The passport is a live record of adjustments agreed between a disabled worker and their manager to support them at work.

It is for workers to keep and share with anyone they think needs to know about the barriers that they face within or outside the workplace, and the adjustments needed to prevent or reduce the effect of those barriers in their work environment.

Barriers can include both attitudes and environmental factors. People who may need adjustments include both those with visible impairments (such as wheelchair users) and those with non-visible or ‘hidden’ conditions or impairments (such as people with a mental health condition).

The passport’s purpose is to:

  • make sure that everyone is clear about what adjustments have been agreed and has a record of these
  • reduce the need to reassess and renegotiate adjustments every time a worker changes jobs, is relocated or is assigned a new manager
  • provide a worker and manager with the basis for future conversations about adjustments.

Control of the passport

The passports should only be shared with the incoming line manager once the written permission of the worker has been given. Although the worker has control of the information and who it is shared with, it is usual practice for the manager to have a signed copy as well, and sometimes the organisation’s HR or personnel team.

The passports and agreed reasonable adjustments should be reviewed six months after the adjustments have initially been put in place for two reasons: to ensure they remain effective in removing any identified workplace barriers; and where they are found no longer to meet that requirement, to allow a timely conversation to take place to identify adjustments that will address the issues faced by the worker.

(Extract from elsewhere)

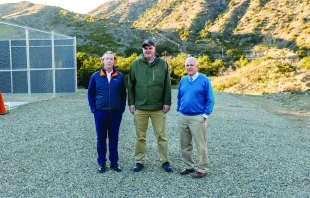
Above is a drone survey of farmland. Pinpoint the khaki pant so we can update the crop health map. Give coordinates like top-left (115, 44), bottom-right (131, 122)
top-left (134, 110), bottom-right (168, 164)
top-left (178, 113), bottom-right (208, 173)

Further reviews will be at the worker’s request, and/or when there is any change to a worker’s job that might create additional barriers. A check in these circumstances can ensure the adjustments are still appropriate and effective.

Changes to the type of reasonable adjustments that need to be considered are not uncommon. They can change for a number of reasons, including technological advances that may mean there are better ways to overcome workplace barriers, changes to a worker’s job or changes to an individuals’ condition.